Despite this, there is still hope for securing additional LGBT rights in the United States. Some states and localities have their own laws that explicitly protect individuals against discrimination on the basis of sexual orientation and/or gender identity. Twenty-two states explicitly prohibit discrimination in housing, employment, and public accommodations based on sexual orientation, and 20 do so for gender identity.

Because the above cases will not be heard until next term, SCOTUS may not issue rulings until June 2020. Thus, state legislatures, many of which have their legislative sessions in the first few months of the calendar year, have one more chance to pass explicit anti-discrimination protections for LGBT people and protect their residents from any negative rulings SCOTUS may issue.

At least two states attempted to pass such laws this past year. In 2019, anti-discrimination bills made their ways through the Virginia and Florida legislatures, but both bills ultimately failed. In Virginia, SB 998 would have banned discrimination against public employees on the basis of sexual orientation and gender identity. It successfully passed the Senate but did not make it out of the House of Delegates after it was removed from the agenda of the Committee on General Laws. In Florida, the Florida Competitive Workforce Act (FCWA) would have added sexual orientation and gender identity as protected classes under the Florida Civil Rights Act. However, House and Senate leadership did not give the bill a hearing.

The lack of protections against discrimination for LGBT workers means that they have little legal recourse in the case of mistreatment. A recent testing investigation by the ERC in Virginia uncovered evidence of possible discrimination against gay and queer job applicants, supplementing existing self-reported data that 21 percent of LGBT workers have faced workplace discrimination. While circuit court rulings that clarify existing laws extend federal employment protections to LGBT individuals are important, they provide an inconsistent patchwork of protections for LGBT workers. This is not enough to protect the livelihoods of workers, many of whom struggle to find jobs, face harassment in the workplace, or have been fired for being gay or transgender.

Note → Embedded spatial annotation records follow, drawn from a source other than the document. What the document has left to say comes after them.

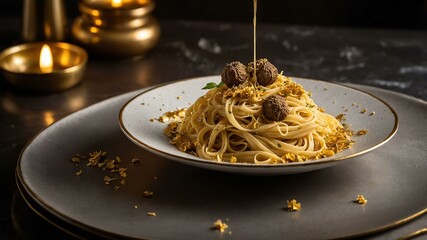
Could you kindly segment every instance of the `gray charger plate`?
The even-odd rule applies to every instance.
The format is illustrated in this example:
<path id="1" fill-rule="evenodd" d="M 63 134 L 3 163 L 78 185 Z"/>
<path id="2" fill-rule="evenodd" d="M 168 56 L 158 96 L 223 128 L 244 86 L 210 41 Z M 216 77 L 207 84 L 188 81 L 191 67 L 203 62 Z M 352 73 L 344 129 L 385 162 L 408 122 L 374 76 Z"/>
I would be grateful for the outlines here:
<path id="1" fill-rule="evenodd" d="M 427 211 L 427 104 L 351 86 L 389 103 L 399 115 L 400 130 L 381 148 L 332 168 L 250 177 L 163 159 L 135 146 L 118 126 L 121 106 L 137 91 L 71 114 L 42 131 L 23 150 L 17 176 L 23 191 L 49 213 L 104 236 L 324 239 L 382 231 Z M 75 175 L 80 168 L 71 158 L 95 150 L 121 157 L 128 168 L 126 186 L 117 191 L 106 186 L 101 169 L 83 167 L 83 174 Z M 139 166 L 130 163 L 135 157 L 141 159 Z M 154 195 L 144 198 L 145 190 Z M 357 194 L 368 203 L 354 203 Z M 301 211 L 285 210 L 286 200 L 293 198 L 302 203 Z M 228 219 L 226 232 L 211 229 L 217 219 Z"/>

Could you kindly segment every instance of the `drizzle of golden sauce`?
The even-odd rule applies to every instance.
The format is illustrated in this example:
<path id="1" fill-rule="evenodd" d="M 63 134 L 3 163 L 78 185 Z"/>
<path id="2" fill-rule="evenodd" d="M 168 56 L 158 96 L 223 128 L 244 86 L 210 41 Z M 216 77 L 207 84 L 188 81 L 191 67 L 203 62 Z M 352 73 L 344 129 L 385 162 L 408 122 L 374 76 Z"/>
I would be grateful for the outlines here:
<path id="1" fill-rule="evenodd" d="M 254 19 L 253 19 L 253 24 L 254 24 L 254 76 L 253 76 L 253 81 L 256 83 L 257 79 L 256 79 L 256 11 L 257 11 L 257 0 L 253 0 L 254 1 Z"/>

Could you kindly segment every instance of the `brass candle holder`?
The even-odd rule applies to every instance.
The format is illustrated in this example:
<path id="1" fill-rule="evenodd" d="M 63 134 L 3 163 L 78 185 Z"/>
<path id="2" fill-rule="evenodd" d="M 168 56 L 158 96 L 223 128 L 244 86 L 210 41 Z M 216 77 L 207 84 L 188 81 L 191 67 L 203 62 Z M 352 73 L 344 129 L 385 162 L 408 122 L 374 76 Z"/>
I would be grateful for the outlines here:
<path id="1" fill-rule="evenodd" d="M 80 82 L 86 62 L 84 49 L 64 42 L 26 43 L 0 54 L 0 68 L 10 84 L 39 92 L 73 87 Z"/>
<path id="2" fill-rule="evenodd" d="M 153 48 L 160 26 L 150 15 L 152 0 L 82 0 L 74 38 L 88 50 L 107 57 L 133 57 Z"/>

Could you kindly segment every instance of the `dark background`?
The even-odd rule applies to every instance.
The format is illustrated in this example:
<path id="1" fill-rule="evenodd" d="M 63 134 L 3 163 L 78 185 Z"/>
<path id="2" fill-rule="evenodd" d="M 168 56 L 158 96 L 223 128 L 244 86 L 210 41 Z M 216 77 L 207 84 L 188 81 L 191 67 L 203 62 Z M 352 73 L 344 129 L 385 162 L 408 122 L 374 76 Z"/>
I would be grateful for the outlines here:
<path id="1" fill-rule="evenodd" d="M 64 2 L 68 17 L 77 16 L 77 1 Z M 23 0 L 0 1 L 0 16 L 21 16 L 22 4 Z M 154 14 L 160 20 L 250 22 L 252 6 L 251 0 L 157 0 Z M 427 0 L 259 0 L 258 20 L 298 25 L 426 29 Z"/>

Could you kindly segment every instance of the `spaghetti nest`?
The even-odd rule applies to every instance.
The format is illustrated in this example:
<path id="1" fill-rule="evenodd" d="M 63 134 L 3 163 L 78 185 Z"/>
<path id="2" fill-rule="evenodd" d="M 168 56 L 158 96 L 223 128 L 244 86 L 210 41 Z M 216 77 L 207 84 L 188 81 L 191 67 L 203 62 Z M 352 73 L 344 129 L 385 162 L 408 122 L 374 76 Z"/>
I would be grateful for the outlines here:
<path id="1" fill-rule="evenodd" d="M 282 121 L 263 115 L 263 101 L 286 98 Z M 279 74 L 261 86 L 246 81 L 209 90 L 165 129 L 181 151 L 219 162 L 276 164 L 329 157 L 351 146 L 351 131 L 318 107 L 311 94 Z"/>

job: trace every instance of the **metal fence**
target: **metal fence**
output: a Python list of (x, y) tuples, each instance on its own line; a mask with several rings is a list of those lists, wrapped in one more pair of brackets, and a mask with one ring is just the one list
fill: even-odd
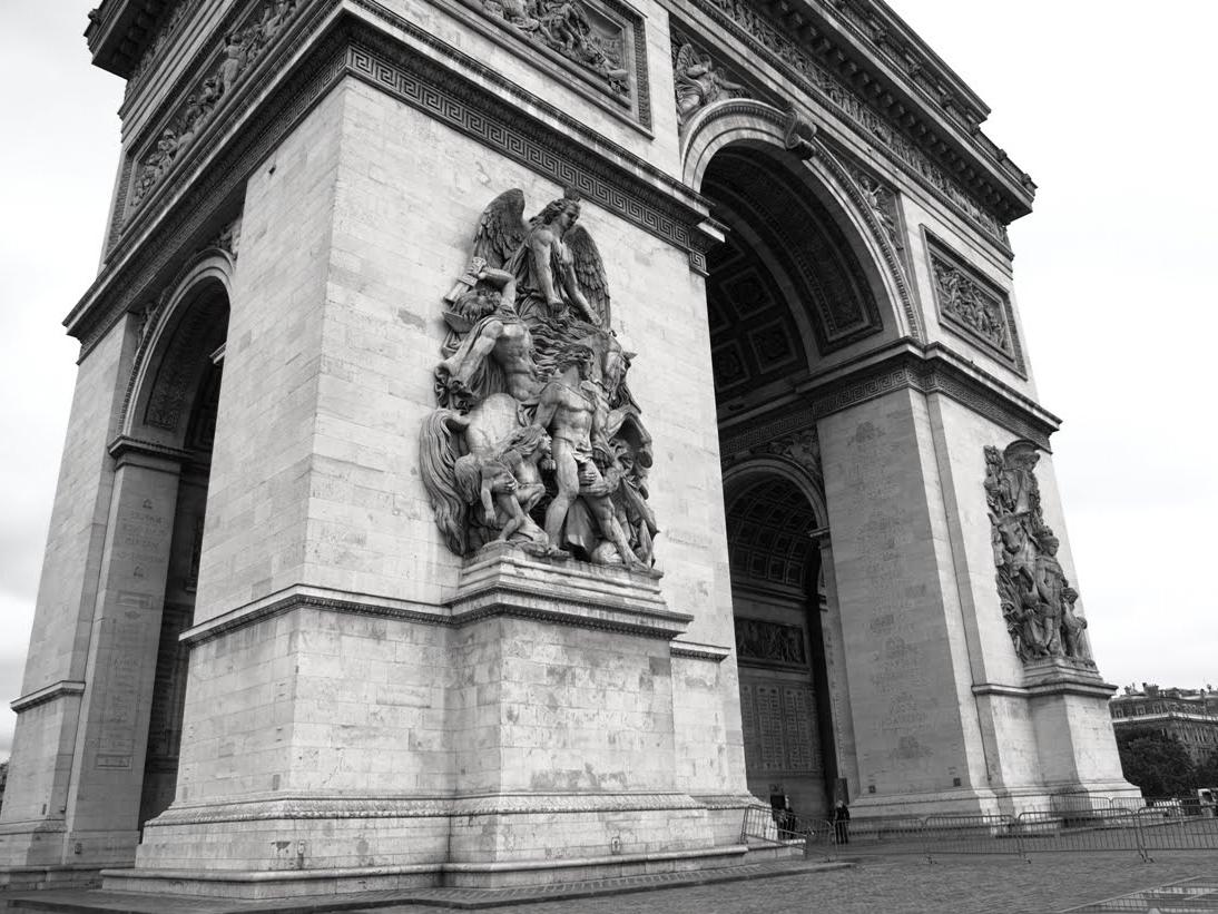
[(1188, 799), (1077, 796), (1049, 808), (1011, 815), (810, 819), (758, 806), (745, 810), (742, 841), (801, 846), (805, 857), (868, 854), (1035, 854), (1129, 852), (1152, 860), (1156, 852), (1218, 851), (1213, 807)]

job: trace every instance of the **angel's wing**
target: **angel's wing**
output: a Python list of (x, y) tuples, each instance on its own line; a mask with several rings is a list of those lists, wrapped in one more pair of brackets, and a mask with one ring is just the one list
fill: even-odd
[(576, 223), (563, 235), (566, 250), (571, 252), (571, 263), (575, 267), (575, 279), (580, 284), (580, 291), (588, 300), (592, 311), (597, 317), (597, 323), (603, 330), (609, 329), (609, 283), (605, 280), (605, 264), (600, 260), (600, 251), (597, 243), (592, 240), (588, 230)]
[(681, 76), (689, 69), (689, 67), (700, 62), (702, 61), (698, 60), (698, 52), (693, 49), (693, 45), (683, 44), (677, 51), (676, 66), (674, 68), (676, 69), (677, 76)]
[(525, 240), (525, 193), (504, 190), (482, 211), (474, 236), (474, 256), (498, 269)]

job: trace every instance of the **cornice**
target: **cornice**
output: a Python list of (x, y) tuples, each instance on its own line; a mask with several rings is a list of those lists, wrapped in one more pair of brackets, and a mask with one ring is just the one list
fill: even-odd
[(949, 396), (1045, 451), (1050, 450), (1049, 436), (1061, 424), (1030, 397), (943, 345), (905, 339), (814, 375), (795, 391), (790, 408), (778, 416), (767, 408), (733, 419), (720, 433), (721, 453), (728, 458), (782, 435), (815, 428), (817, 420), (832, 413), (906, 389)]
[(55, 701), (66, 695), (83, 695), (84, 682), (74, 679), (61, 679), (58, 682), (52, 682), (43, 689), (35, 689), (33, 692), (21, 696), (19, 698), (13, 698), (9, 703), (9, 707), (15, 712), (19, 713), (33, 708), (35, 704), (43, 704), (49, 701)]
[(691, 661), (710, 661), (722, 663), (732, 654), (732, 648), (721, 645), (704, 645), (698, 641), (674, 641), (669, 645), (672, 657), (685, 657)]
[(957, 143), (979, 154), (995, 177), (1011, 183), (1030, 204), (1037, 186), (1030, 175), (979, 129), (989, 106), (884, 0), (834, 0), (823, 9), (839, 23), (840, 34), (884, 65), (898, 88), (937, 112)]
[[(680, 250), (700, 243), (698, 225), (709, 207), (695, 191), (382, 5), (347, 0), (335, 11), (314, 0), (300, 23), (117, 232), (106, 268), (63, 321), (85, 352), (168, 282), (184, 252), (223, 221), (257, 163), (345, 78), (577, 188), (590, 204)], [(213, 52), (211, 46), (201, 51), (192, 76), (180, 84), (197, 76)], [(290, 54), (297, 56), (281, 66)], [(151, 121), (134, 147), (157, 135), (169, 112), (166, 107), (161, 119)]]
[[(980, 133), (979, 122), (973, 119), (984, 105), (977, 105), (980, 100), (959, 77), (951, 74), (949, 78), (946, 65), (887, 7), (879, 17), (878, 6), (868, 16), (859, 12), (864, 6), (875, 6), (872, 0), (680, 1), (710, 17), (716, 28), (709, 34), (722, 30), (733, 37), (745, 45), (750, 57), (769, 63), (814, 97), (834, 93), (856, 96), (856, 101), (848, 100), (847, 110), (851, 105), (866, 106), (867, 113), (861, 119), (883, 122), (879, 130), (899, 134), (900, 143), (877, 144), (872, 138), (872, 144), (895, 155), (916, 177), (939, 185), (960, 184), (967, 196), (976, 197), (1002, 224), (1032, 211), (1035, 184), (1010, 162), (1004, 150)], [(867, 29), (860, 26), (870, 21), (876, 24)], [(892, 23), (892, 28), (885, 28), (883, 22)], [(895, 23), (900, 23), (900, 29)], [(916, 40), (922, 51), (912, 54), (914, 62), (905, 61), (905, 66), (896, 67), (892, 57), (894, 51), (884, 48), (900, 30)], [(922, 68), (915, 66), (917, 61), (922, 61)], [(943, 74), (942, 80), (934, 83), (944, 87), (938, 97), (918, 82), (927, 66), (931, 72), (938, 67)], [(836, 85), (825, 85), (826, 80)], [(840, 108), (842, 104), (831, 107)], [(952, 112), (960, 111), (968, 116), (954, 118)], [(910, 161), (910, 150), (917, 150), (927, 161), (918, 162), (917, 156)], [(934, 173), (939, 169), (943, 174)]]
[(162, 13), (180, 0), (102, 0), (84, 30), (93, 63), (128, 77), (157, 35)]

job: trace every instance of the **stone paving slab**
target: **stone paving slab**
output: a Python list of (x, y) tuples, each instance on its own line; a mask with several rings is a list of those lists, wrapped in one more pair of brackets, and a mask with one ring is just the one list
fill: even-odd
[[(1199, 875), (1218, 877), (1218, 854), (1164, 854), (1156, 863), (1142, 863), (1135, 853), (1035, 854), (1030, 863), (962, 856), (927, 863), (911, 854), (867, 857), (848, 870), (520, 904), (497, 908), (496, 914), (1057, 914)], [(414, 905), (376, 914), (440, 912)]]
[[(1218, 882), (1218, 854), (1162, 854), (1142, 863), (1132, 853), (1034, 854), (1015, 857), (945, 857), (927, 863), (920, 856), (866, 857), (845, 869), (803, 862), (739, 866), (734, 874), (705, 871), (604, 880), (553, 890), (434, 888), (378, 892), (337, 901), (334, 897), (284, 902), (218, 902), (214, 899), (112, 896), (110, 907), (79, 907), (83, 892), (45, 892), (38, 907), (11, 910), (58, 910), (76, 914), (440, 914), (453, 908), (495, 908), (496, 914), (1057, 914), (1067, 910), (1149, 912), (1127, 898), (1173, 897), (1173, 912), (1213, 912), (1186, 907), (1185, 880)], [(745, 874), (745, 870), (754, 870)], [(695, 880), (692, 876), (700, 879)], [(741, 881), (741, 877), (745, 877)], [(719, 881), (713, 881), (713, 880)], [(732, 881), (725, 881), (732, 880)], [(58, 907), (48, 907), (51, 896)], [(96, 899), (101, 893), (90, 893)], [(74, 896), (72, 902), (67, 896)], [(406, 897), (409, 896), (409, 897)], [(1184, 896), (1184, 897), (1181, 897)], [(10, 896), (15, 901), (16, 896)], [(1119, 899), (1121, 905), (1112, 907)], [(138, 902), (139, 904), (134, 904)], [(77, 907), (67, 907), (76, 903)], [(1108, 907), (1096, 907), (1107, 903)], [(28, 904), (28, 903), (27, 903)], [(2, 905), (2, 902), (0, 902)], [(2, 909), (2, 908), (0, 908)]]
[(849, 869), (843, 862), (782, 860), (777, 863), (742, 864), (720, 869), (688, 873), (657, 873), (646, 876), (625, 876), (588, 882), (568, 882), (557, 886), (521, 886), (514, 888), (413, 888), (385, 892), (361, 892), (346, 898), (328, 896), (317, 901), (289, 898), (281, 901), (247, 902), (184, 896), (153, 896), (101, 890), (49, 890), (15, 892), (0, 896), (0, 910), (61, 912), (63, 914), (326, 914), (329, 912), (384, 910), (475, 910), (485, 908), (519, 908), (540, 903), (557, 903), (596, 896), (620, 896), (649, 892), (657, 888), (705, 886), (719, 882), (739, 882), (758, 879), (800, 875), (810, 876)]

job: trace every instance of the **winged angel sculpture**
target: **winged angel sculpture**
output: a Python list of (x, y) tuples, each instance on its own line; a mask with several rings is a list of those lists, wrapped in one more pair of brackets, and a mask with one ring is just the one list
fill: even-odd
[(459, 556), (507, 541), (647, 570), (652, 439), (626, 386), (635, 353), (609, 327), (604, 262), (574, 191), (524, 212), (521, 190), (491, 201), (445, 296), (440, 408), (419, 435), (436, 525)]

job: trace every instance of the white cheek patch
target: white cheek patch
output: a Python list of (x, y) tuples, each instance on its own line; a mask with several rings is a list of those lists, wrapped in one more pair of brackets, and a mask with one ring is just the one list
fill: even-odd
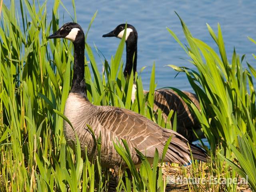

In the current political climate, state-level protections may be one of the most effective methods for securing LGBT employment rights before the Supreme Court can potentially undo years of progress advocates have achieved through a litigation strategy in federal courts. The Supreme Court’s decision to review cases that involve Title VII’s protections for LGBT individuals is concerning, and legislatures around the country should work quickly to pass protective explicit anti-discrimination laws before any harmful rulings can be issued by the Court next year.